Amanda Brahim, PharmD, BCOP, BCPS, BCACP, discusses the members of her institution’s Pharmacy and Therapeutics (P&T) Committee who review acute myeloid leukemia treatments for formulary consideration.

Katie Culos, PharmD, BCOP: Amanda, can you talk a little bit about the structure of your P&T committee?

Amanda Brahim, PharmD, BCOP, BCPS, BCACP: Yes. For our health system, there is a subcommittee for P&T specifically for hematology-oncology. That’s a system-wide committee, so it is chaired by [me] and a physician, and there’s representation from nursing, advanced practice providers, physicians, and pharmacists on here. Generally, when we go through the formulary process, a request is made, and a physician and pharmacist dyad…review the literature regarding the agent that’s proposed to be added to formulary. We then review it at the system-wide hematology-oncology P&T committee, and from there it moves on to the system overall formulary committee for final approval.

Katie Culos, PharmD, BCOP: How often does your subcommittee meet?

Amanda Brahim, PharmD, BCOP, BCPS, BCACP: It meets once a month.

Katie Culos, PharmD, BCOP: We have a new AML [acute myeloid leukemia] drug that comes on the market, and you’re bringing this to your P&T committee for formulary consideration. What are some important outcomes or efficacy endpoints that are critical for you to present to help support your decision making?

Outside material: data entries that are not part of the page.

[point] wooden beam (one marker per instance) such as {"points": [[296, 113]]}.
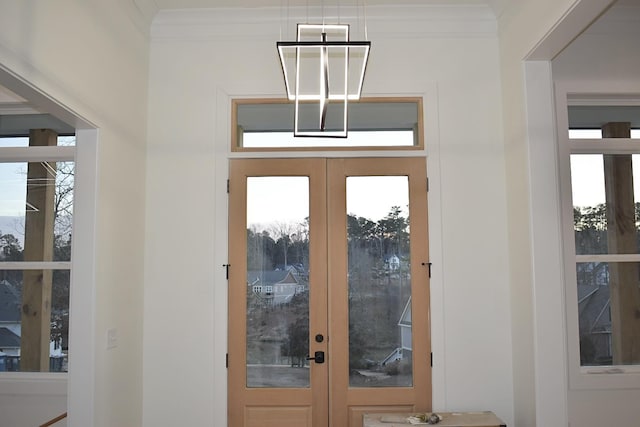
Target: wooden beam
{"points": [[621, 237], [38, 246]]}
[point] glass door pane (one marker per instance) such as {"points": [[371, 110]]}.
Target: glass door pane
{"points": [[379, 281], [277, 311]]}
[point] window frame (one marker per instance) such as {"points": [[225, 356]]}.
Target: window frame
{"points": [[587, 377]]}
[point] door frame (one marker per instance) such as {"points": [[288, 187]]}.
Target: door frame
{"points": [[356, 400]]}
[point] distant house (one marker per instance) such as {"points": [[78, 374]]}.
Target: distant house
{"points": [[277, 286], [10, 319]]}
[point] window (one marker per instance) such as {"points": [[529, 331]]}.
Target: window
{"points": [[600, 178], [36, 216], [374, 123]]}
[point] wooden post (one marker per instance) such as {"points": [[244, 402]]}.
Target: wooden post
{"points": [[38, 246], [621, 236]]}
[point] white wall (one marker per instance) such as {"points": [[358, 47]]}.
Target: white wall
{"points": [[532, 32], [199, 61], [89, 59], [604, 58]]}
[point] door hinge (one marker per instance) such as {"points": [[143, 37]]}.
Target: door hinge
{"points": [[428, 265]]}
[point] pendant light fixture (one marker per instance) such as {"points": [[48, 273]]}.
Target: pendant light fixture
{"points": [[323, 70]]}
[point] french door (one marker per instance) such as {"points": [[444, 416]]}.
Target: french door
{"points": [[328, 290]]}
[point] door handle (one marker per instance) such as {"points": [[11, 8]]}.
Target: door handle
{"points": [[318, 357]]}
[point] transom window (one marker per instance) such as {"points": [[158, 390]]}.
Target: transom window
{"points": [[374, 123]]}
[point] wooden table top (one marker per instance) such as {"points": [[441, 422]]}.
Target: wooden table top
{"points": [[449, 419]]}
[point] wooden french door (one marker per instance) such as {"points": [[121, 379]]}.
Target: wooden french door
{"points": [[328, 290]]}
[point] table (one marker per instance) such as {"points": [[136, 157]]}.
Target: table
{"points": [[449, 419]]}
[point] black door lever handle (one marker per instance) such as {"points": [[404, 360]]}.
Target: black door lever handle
{"points": [[318, 357]]}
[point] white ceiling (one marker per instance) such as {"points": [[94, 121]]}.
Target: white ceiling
{"points": [[496, 5]]}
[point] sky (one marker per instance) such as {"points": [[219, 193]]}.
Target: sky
{"points": [[286, 199], [587, 175]]}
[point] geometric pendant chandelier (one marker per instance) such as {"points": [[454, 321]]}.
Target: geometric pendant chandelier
{"points": [[323, 70]]}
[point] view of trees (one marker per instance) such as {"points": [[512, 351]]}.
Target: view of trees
{"points": [[379, 288], [11, 249], [591, 229]]}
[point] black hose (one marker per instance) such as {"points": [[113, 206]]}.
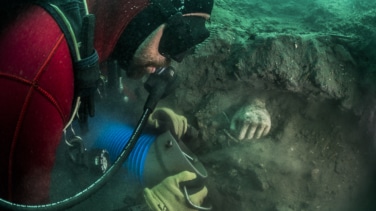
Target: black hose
{"points": [[159, 86]]}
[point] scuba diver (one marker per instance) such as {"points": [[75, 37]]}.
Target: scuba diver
{"points": [[49, 66]]}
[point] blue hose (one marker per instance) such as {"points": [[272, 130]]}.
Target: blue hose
{"points": [[114, 137]]}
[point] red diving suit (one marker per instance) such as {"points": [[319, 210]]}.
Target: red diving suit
{"points": [[37, 89]]}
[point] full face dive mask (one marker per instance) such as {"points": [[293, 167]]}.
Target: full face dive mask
{"points": [[181, 34]]}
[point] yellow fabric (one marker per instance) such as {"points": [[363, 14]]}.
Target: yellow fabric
{"points": [[166, 119], [167, 196]]}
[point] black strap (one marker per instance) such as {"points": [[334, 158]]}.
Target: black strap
{"points": [[166, 7]]}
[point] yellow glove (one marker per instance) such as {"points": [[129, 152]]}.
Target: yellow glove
{"points": [[166, 119], [167, 196]]}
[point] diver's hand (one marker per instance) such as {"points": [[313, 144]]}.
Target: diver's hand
{"points": [[251, 121], [166, 119], [167, 195]]}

Amanda Brahim, PharmD, BCOP, BCPS, BCACP: This is an interesting question. We always like to see a randomized, controlled clinical trial that has 100s, if not 1000s, of patients. Unfortunately, in AML, that’s not always feasible. So, we have approved agents based on phase 2 trials, based on open-label studies, based on smaller trials, where we did feel like there was enough evidence to say that the benefit outweighed the risk. I think more than anything, just because the need is so great in AML, some of these agents have been able to come to market and have been added to formulary. Overall, the best thing that we like to see, obviously, is a difference in overall survival. Other efficacy end points that we look at are maybe a proportion of patients who are able to go to transplant, relapse-free survival….

Yehuda Deutsch, MD: And rates of remission. Even the FDA has taken that into account. They have approved medications for AML, even before there is necessarily overall survival data or phase 3 data. Some of the newer medications that have been approved recently were approved based on phase 2 data by the FDA, including venetoclax combinations.